Risks and Benefits of Diversifying with Alternatives
An important and surprising discovery in relation to diversification with alternatives was revealed in Amin and Kat’s Diversification and Yield Enhancement with Hedge Funds (Working Paper, 2002).  Their study showed that the median standard deviation of a portfolio of stocks, bonds and hedge funds reached its lowest point where the allocation to alternatives was 50%, far higher than the 1%-5% typically recommended by advisors.

Standard Deviation of Portfolios of Stocks, Bonds and 20 hedge Funds

Hedge Fund Pct Mix and Volatility

Source: Diversification and Yield Enhancement with Hedge Funds, Amin and Kat, Working Paper, 2002

Another potential problem is that investors will not actually invest in the fund index that is used for benchmarking, but in a basket containing a much smaller number of funds, often through a fund of funds vehicle.  The discrepancy in performance between benchmark and basket can often be substantial in the alternatives space.

Amin and Kat studied this problem in 2002 (Portfolios of Hedge Funds, Working Paper, 2002), by constructing hedge fund portfolios ranging in size from 1 to 20 funds and measuring their performance on a number of criteria that included, not just the average return and standard deviation, but also the skewness (a measure of the asymmetry of returns), kurtosis (a measure of the probability of extreme returns)and the correlation with the S&P 500 Index and the Salomon (now Citigroup) Government Bond Index.  Their startling conclusion was that, in the alternatives space, diversification is not necessarily a good thing.    As expected, as the number of funds in the basket is increased, the overall volatility drops substantially; but at the same time skewness drops and kurtosis and market correlation increase significantly.  In other words, when adding more funds, the likelihood of a large loss increases and the diversification benefit declines.   The researchers found that a good approximation to a typical hedge fund index could be constructed with a basket of just 15 well-chosen funds, in most cases.

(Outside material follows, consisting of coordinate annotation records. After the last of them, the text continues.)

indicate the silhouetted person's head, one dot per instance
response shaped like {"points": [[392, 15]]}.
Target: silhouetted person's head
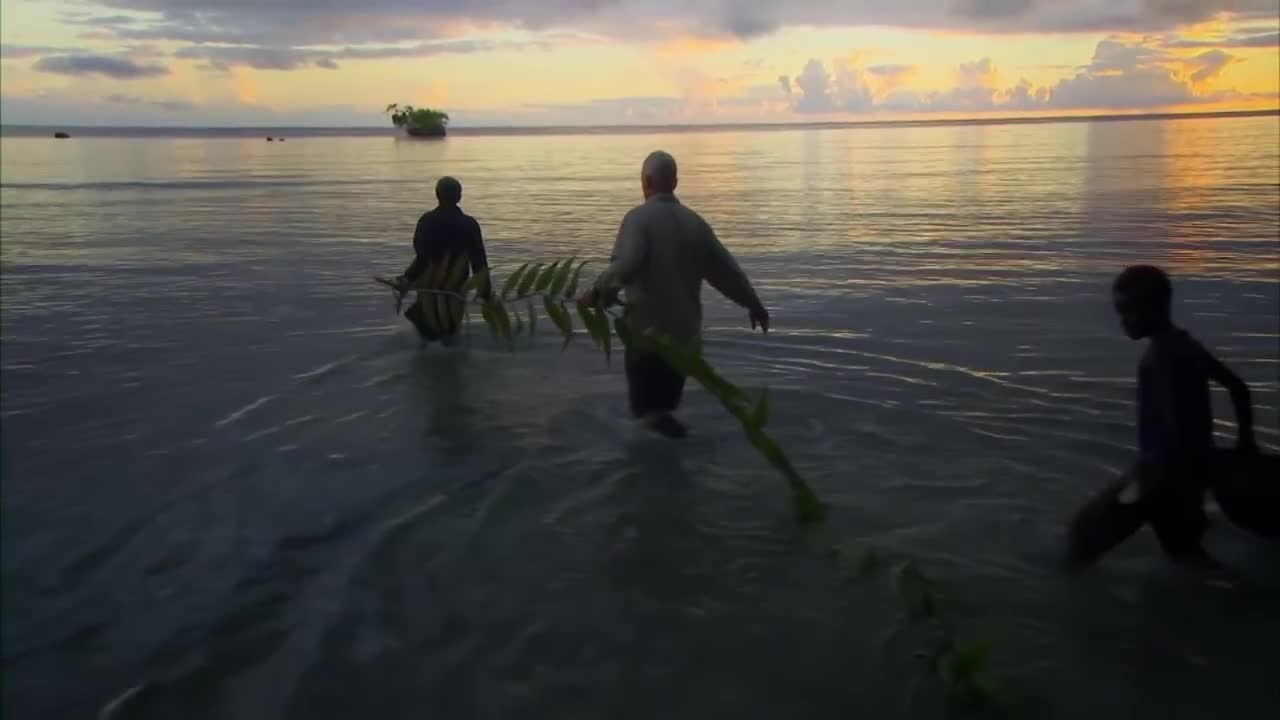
{"points": [[658, 174], [448, 191], [1142, 296]]}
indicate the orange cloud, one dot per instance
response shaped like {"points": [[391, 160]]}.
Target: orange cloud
{"points": [[245, 86]]}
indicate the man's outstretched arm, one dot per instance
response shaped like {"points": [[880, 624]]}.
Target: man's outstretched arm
{"points": [[630, 251], [1240, 400], [726, 276]]}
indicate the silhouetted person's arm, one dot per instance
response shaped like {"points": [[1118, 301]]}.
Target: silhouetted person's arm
{"points": [[420, 247], [479, 260], [726, 276], [1240, 400]]}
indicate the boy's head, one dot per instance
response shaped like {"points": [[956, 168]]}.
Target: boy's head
{"points": [[1142, 296]]}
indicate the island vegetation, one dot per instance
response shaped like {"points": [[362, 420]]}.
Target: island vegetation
{"points": [[419, 122]]}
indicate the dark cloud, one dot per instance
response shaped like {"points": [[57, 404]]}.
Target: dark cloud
{"points": [[99, 21], [336, 22], [9, 51], [1121, 76], [113, 67], [1133, 76], [986, 9]]}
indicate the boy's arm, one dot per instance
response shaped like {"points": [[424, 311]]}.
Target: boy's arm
{"points": [[479, 259], [420, 241], [1240, 400]]}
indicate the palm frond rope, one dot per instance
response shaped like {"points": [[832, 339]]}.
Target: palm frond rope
{"points": [[963, 666]]}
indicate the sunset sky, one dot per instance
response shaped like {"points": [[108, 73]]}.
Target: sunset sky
{"points": [[625, 62]]}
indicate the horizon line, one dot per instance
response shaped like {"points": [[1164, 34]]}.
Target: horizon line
{"points": [[704, 126]]}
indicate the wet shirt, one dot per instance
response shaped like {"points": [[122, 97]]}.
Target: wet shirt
{"points": [[447, 232], [1175, 415], [661, 258]]}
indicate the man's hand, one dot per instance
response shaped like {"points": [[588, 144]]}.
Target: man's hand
{"points": [[1247, 445], [759, 317]]}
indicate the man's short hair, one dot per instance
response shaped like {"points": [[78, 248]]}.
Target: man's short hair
{"points": [[1148, 285], [448, 191], [659, 167]]}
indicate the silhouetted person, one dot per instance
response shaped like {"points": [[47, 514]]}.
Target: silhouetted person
{"points": [[444, 232], [1175, 432], [661, 258]]}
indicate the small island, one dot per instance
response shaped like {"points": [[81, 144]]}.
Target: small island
{"points": [[419, 122]]}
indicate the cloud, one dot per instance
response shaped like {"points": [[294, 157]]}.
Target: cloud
{"points": [[1123, 74], [1208, 64], [287, 23], [118, 68], [9, 51], [133, 100], [225, 57], [1127, 74], [99, 21], [1265, 40], [124, 110]]}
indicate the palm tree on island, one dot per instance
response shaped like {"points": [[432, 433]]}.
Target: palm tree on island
{"points": [[419, 122]]}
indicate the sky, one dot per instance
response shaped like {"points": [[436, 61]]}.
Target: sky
{"points": [[627, 62]]}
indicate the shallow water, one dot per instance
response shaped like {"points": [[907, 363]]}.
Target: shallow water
{"points": [[232, 478]]}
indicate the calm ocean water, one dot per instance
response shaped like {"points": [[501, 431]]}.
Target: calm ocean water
{"points": [[232, 478]]}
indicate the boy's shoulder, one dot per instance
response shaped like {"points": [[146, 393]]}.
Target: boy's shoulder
{"points": [[1175, 349]]}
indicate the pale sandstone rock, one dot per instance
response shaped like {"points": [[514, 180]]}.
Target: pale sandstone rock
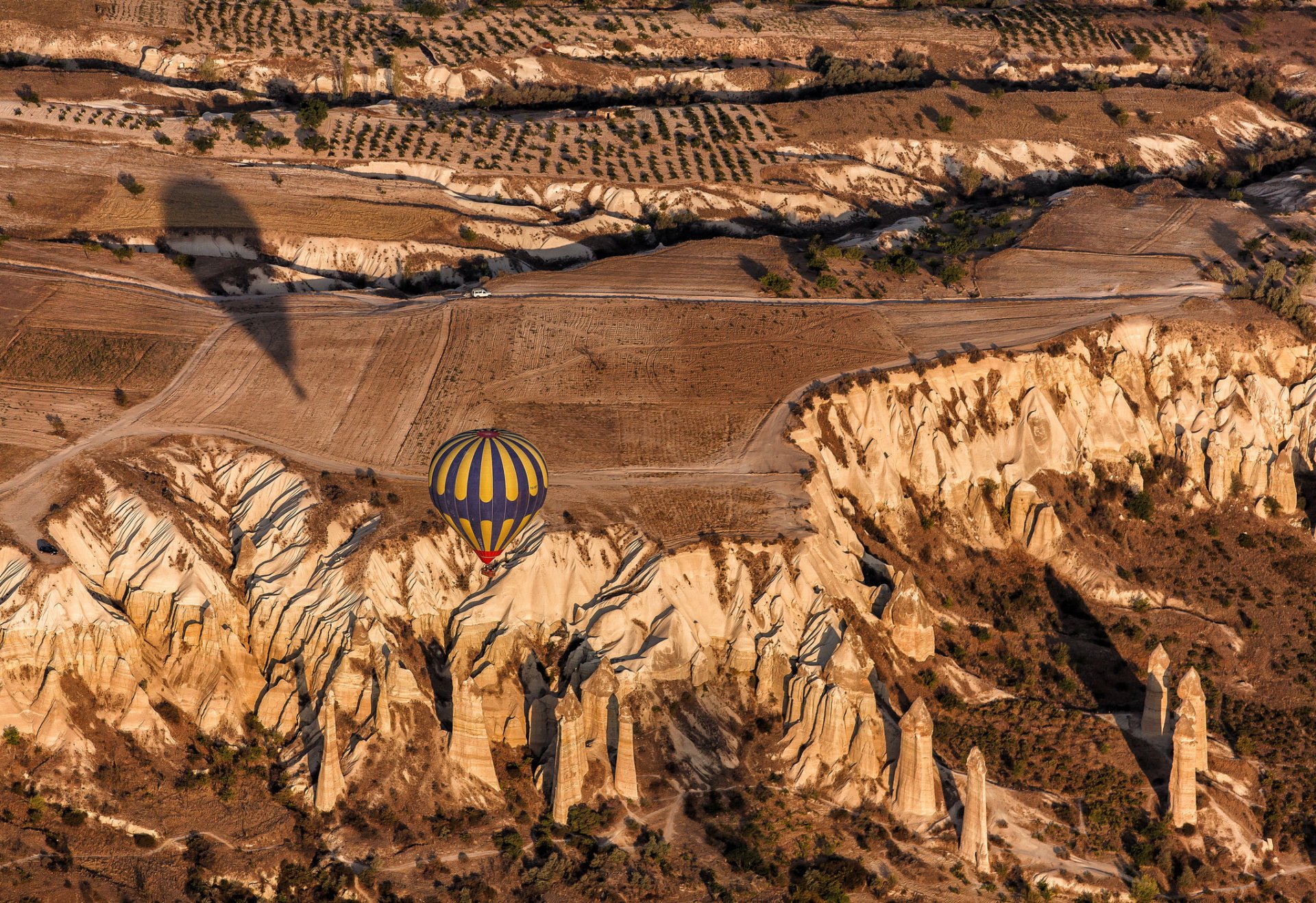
{"points": [[869, 748], [910, 621], [1156, 703], [596, 694], [770, 674], [144, 723], [981, 516], [469, 744], [569, 761], [1023, 496], [1184, 769], [329, 784], [624, 780], [741, 657], [973, 835], [1193, 699], [1044, 531], [916, 785]]}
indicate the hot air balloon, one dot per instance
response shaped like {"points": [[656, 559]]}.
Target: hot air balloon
{"points": [[487, 483]]}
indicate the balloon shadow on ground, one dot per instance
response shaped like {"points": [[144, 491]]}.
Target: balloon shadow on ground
{"points": [[206, 220]]}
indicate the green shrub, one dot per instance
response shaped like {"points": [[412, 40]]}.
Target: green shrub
{"points": [[1140, 505], [313, 114], [775, 283]]}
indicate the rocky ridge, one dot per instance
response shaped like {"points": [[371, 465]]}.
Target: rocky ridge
{"points": [[234, 591]]}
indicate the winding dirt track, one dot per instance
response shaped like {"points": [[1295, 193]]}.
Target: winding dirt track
{"points": [[921, 329]]}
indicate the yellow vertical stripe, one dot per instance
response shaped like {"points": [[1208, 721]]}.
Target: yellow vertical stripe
{"points": [[531, 449], [533, 489], [487, 472], [512, 487], [453, 455], [502, 535], [463, 469]]}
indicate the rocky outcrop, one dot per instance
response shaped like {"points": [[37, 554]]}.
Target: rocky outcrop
{"points": [[569, 764], [329, 784], [469, 743], [910, 621], [770, 674], [835, 731], [1156, 703], [624, 778], [973, 834], [598, 693], [1194, 701], [1184, 771], [1034, 523], [916, 784]]}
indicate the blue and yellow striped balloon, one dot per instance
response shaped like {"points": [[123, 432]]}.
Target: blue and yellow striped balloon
{"points": [[487, 483]]}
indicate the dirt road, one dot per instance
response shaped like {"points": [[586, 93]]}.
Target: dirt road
{"points": [[921, 329]]}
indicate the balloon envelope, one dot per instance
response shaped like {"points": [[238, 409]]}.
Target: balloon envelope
{"points": [[487, 483]]}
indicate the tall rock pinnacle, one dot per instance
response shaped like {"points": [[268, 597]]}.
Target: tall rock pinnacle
{"points": [[469, 743], [1184, 771], [1191, 697], [1156, 705], [910, 622], [569, 771], [916, 784], [973, 836], [329, 782], [624, 773]]}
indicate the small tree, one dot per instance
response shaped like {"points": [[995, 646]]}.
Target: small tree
{"points": [[313, 114], [775, 283], [1141, 506]]}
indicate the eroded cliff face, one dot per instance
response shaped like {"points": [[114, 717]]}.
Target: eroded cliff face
{"points": [[219, 581], [965, 440]]}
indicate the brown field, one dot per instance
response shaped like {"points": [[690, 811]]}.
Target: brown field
{"points": [[48, 263], [623, 385], [21, 294], [70, 341], [1014, 116], [720, 267], [1036, 273], [1144, 223], [86, 359], [61, 187], [24, 411]]}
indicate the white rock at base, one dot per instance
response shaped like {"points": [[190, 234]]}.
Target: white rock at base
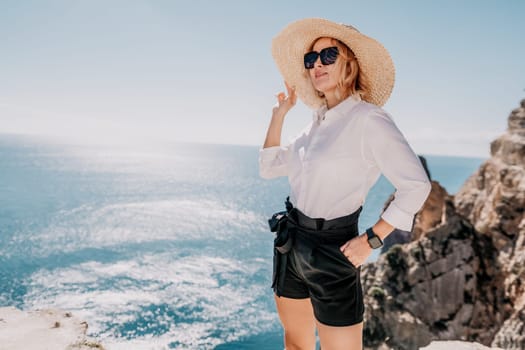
{"points": [[42, 330]]}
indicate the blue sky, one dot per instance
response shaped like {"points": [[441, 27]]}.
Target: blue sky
{"points": [[201, 71]]}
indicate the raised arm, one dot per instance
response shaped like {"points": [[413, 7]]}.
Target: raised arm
{"points": [[273, 159]]}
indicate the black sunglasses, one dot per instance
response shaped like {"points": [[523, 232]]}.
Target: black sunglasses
{"points": [[328, 56]]}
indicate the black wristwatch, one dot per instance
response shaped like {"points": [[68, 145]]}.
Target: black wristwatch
{"points": [[373, 240]]}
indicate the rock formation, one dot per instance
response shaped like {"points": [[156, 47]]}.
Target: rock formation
{"points": [[44, 329], [461, 277]]}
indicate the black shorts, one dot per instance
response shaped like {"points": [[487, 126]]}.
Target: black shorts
{"points": [[319, 270]]}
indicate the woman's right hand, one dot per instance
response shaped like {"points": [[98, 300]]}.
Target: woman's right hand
{"points": [[285, 102]]}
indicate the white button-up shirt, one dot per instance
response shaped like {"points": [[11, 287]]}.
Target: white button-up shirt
{"points": [[332, 164]]}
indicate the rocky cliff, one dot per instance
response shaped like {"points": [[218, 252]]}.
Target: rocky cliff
{"points": [[461, 276], [43, 329]]}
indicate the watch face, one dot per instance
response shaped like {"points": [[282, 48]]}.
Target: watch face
{"points": [[375, 242]]}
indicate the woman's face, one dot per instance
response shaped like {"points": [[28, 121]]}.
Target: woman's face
{"points": [[324, 78]]}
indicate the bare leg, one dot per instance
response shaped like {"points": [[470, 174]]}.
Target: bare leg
{"points": [[341, 338], [297, 318]]}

Concerns about return distribution characteristics such as skewness and kurtosis may appear arcane, but these factors often become crucially important at just the wrong time, from the investor’s perspective.  When things go wrong in the stock market they also tend to go wrong for hedge funds, as a fall in stock prices is typically accompanied by a drop in market liquidity, a widening of spreads and, often, an increase in stock loan costs.  Equity market neutral and long/short funds that are typically long smaller cap stocks and short larger cap stocks will pay a higher price for the liquidity they need to maintain neutrality.  Likewise, a market sell-off is likely to lead to postponing of M&A transactions that will have a negative impact on the performance of risk arbitrage funds.  Nor are equity-related funds the only alternatives likely to suffer during a market sell-off.  A market fall will typically be accompanied by widening credit spreads, which in turn will damage the performance of fixed income and convertible arbitrage funds.   The key point is that, because they all share this risk, diversification among different funds will not do much to mitigate it.

Conclusions
Many advisors remain wedded to using traditional equity indices that are inappropriate benchmarks for alternative strategies.  Even where more relevant indices are selected, they may suffer from survivorship and fund-selection bias.

In order to reap the diversification benefit from alternatives, research shows that investors should concentrate a significant proportion of their wealth in the limited number of alternatives funds, a portfolio strategy that is diametrically opposed to the “common sense” approach of many advisors.

Finally, advisors often overlook the latent correlation and liquidity risks inherent in alternatives that come into play during market down-turns, at precisely the time when investors are most dependent on diversification to mitigate market risk.  Such risks can be managed, but only by paying attention to portfolio characteristics such as skewness and kurtosis, which alternative funds significantly impact.